Texte intégral
9ème Ch Sécurité Sociale
ARRÊT N°
N° RG 23/01555 - N° Portalis DBVL-V-B7H-TS3P
[C] [P]
C/
CPAM DU FINISTERE
Copie exécutoire délivrée
le :
à :
Copie certifiée conforme délivrée
le:
à:
RÉPUBLIQUE FRANÇAISE
AU NOM DU PEUPLE FRANÇAIS
COUR D'APPEL DE RENNES
ARRÊT DU 06 NOVEMBRE 2024
COMPOSITION DE LA COUR LORS DU DÉLIBÉRÉ :
Président : Madame Cécile MORILLON-DEMAY, Présidente de chambre
Assesseur : Madame Véronique PUJES, Conseillère
Assesseur : Madame Anne-Emmanuelle PRUAL, Conseillère
GREFFIER :
Monsieur Philippe LE BOUDEC lors des débats et lors du prononcé
DÉBATS :
A l'audience publique du 11 Septembre 2024
devant Madame Véronique PUJES, magistrat chargé d'instruire l'affaire, tenant seule l'audience, sans opposition des représentants des parties et qui a rendu compte au délibéré collégial
ARRÊT :
Contradictoire, prononcé publiquement le 06 Novembre 2024 par mise à disposition au greffe comme indiqué à l'issue des débats
DÉCISION DÉFÉRÉE A LA COUR:
Date de la décision attaquée : 13 Février 2023
Décision attaquée : Jugement
Juridiction : Tribunal Judiciaire de QUIMPER - Pôle Social
Références : 22/00006
****
APPELANTE :
Madame [C] [P]
[Adresse 4]
[Localité 3]
non comparante,
représentée par Me Justine THOMAS, avocat au barreau de QUIMPER, dispensée de comparution
(bénéficie d'une aide juridictionnelle Partielle numéro 352380022023001022 du 31/03/2023 accordée par le bureau d'aide juridictionnelle de RENNES)
INTIMÉE :
LA CAISSE PRIMAIRE D'ASSURANCE MALADIE DU FINISTERE
[Adresse 1]
[Localité 2]
représentée par Madame [F] [G] en vertu d'un pouvoir spécial
EXPOSÉ DU LITIGE
Mme [C] [P] a bénéficié du versement d'indemnités journalières au titre d'un arrêt de travail pour la période du 1er février au 25 septembre 2019.

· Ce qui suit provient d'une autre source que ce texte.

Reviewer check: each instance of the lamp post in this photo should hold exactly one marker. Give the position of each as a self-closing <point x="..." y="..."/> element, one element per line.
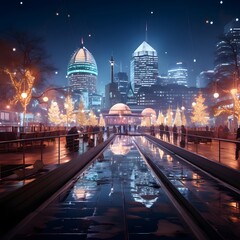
<point x="66" y="107"/>
<point x="45" y="100"/>
<point x="234" y="96"/>
<point x="24" y="97"/>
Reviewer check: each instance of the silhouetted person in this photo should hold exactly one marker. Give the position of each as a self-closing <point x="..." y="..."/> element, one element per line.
<point x="167" y="132"/>
<point x="183" y="136"/>
<point x="161" y="130"/>
<point x="72" y="139"/>
<point x="237" y="144"/>
<point x="175" y="134"/>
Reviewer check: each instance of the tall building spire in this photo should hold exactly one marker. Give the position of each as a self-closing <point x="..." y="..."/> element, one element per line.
<point x="146" y="32"/>
<point x="81" y="42"/>
<point x="112" y="66"/>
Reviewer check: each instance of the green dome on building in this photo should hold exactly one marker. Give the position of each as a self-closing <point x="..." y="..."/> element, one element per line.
<point x="82" y="71"/>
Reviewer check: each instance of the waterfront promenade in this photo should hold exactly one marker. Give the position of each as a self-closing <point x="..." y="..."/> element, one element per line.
<point x="54" y="153"/>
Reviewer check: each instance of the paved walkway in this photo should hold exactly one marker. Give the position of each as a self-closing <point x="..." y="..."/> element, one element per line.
<point x="54" y="154"/>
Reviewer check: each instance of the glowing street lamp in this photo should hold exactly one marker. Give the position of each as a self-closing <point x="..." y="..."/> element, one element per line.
<point x="24" y="97"/>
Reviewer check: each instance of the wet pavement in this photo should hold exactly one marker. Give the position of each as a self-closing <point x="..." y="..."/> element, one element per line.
<point x="118" y="197"/>
<point x="215" y="202"/>
<point x="115" y="198"/>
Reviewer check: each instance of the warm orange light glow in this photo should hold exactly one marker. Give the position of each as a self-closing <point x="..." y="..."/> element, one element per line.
<point x="233" y="91"/>
<point x="216" y="95"/>
<point x="45" y="99"/>
<point x="24" y="95"/>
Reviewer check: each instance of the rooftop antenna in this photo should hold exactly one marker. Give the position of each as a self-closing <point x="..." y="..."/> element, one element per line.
<point x="82" y="42"/>
<point x="112" y="66"/>
<point x="146" y="33"/>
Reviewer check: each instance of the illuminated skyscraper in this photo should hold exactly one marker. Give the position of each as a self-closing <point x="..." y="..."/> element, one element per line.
<point x="82" y="71"/>
<point x="178" y="75"/>
<point x="144" y="66"/>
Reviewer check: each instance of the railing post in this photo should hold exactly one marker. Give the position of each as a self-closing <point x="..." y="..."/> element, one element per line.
<point x="24" y="172"/>
<point x="219" y="151"/>
<point x="59" y="150"/>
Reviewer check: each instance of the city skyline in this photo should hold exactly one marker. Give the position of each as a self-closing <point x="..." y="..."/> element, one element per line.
<point x="184" y="31"/>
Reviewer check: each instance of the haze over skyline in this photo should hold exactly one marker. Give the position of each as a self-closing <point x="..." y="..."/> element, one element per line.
<point x="183" y="31"/>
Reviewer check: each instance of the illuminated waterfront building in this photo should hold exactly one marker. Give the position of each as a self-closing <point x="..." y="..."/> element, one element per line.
<point x="178" y="75"/>
<point x="143" y="66"/>
<point x="82" y="71"/>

Par courrier du 19 août 2021, la caisse primaire d'assurance maladie du Finistère (la caisse) l'a informée qu'après examen de son dossier, il a été constaté qu'elle exerçait une activité rémunérée non autorisée de vente à distance dans le cadre de sa micro-entreprise au cours de la période indemnisée ; qu'elle s'exposait ainsi à un indu de 4 020,42 euros correspondant au montant des indemnités versées et à une pénalité financière.
Par courrier du 12 septembre 2021, Mme [P] a formulé des observations.
Par courrier du 4 octobre 2021, la caisse lui a notifié un indu d'un montant de 4 020,42 euros.
Par courrier du 10 novembre 2021, le directeur de l'organisme lui a notifié une pénalité financière de 350 euros.
Par lettre du 4 décembre 2021,Mme [P] a contesté l'indu de 4 020,42 euros auprès de la commission de recours amiable, laquelle a rejeté son recours lors de sa séance du 24 février 2022.
Elle a alors porté le litige devant le pôle social du tribunal judiciaire de Quimper le 6 mai 2022 (recours n° RG 22/00123).
Elle a également saisi le tribunal le 10 janvier 2022 d'un recours à l'encontre de la décision sur la pénalité financière (recours n° RG 22/00006).
Les recours ont fait l'objet d'une jonction par mention au dossier lors de l'audience du 13 juin 2022.
Par jugement du 13 février 2023, le pôle social du tribunal judiciaire de Quimper a :
- déclaré les recours recevables ;
- condamné Mme [P] à payer à la caisse la somme de 4 020,42 euros, au titre des indemnités journalières indûment perçues du 1er février 2019 au 25 septembre 2019, avec intérêts au taux légal à compter du jugement ;
- condamné Mme [P] à payer à la caisse la somme de 350 euros au titre de la pénalité financière avec intérêts au taux légal à compter du jugement ;
- débouté les parties de toute demande plus ample ou contraire ;
- condamné Mme [P] aux dépens et dit qu'ils seront recouvrés conformément à la législation sur l'aide juridictionnelle.
Le 14 mars 2023, Mme [P] a interjeté appel de ce jugement qui lui avait été notifié le 17 février 2023.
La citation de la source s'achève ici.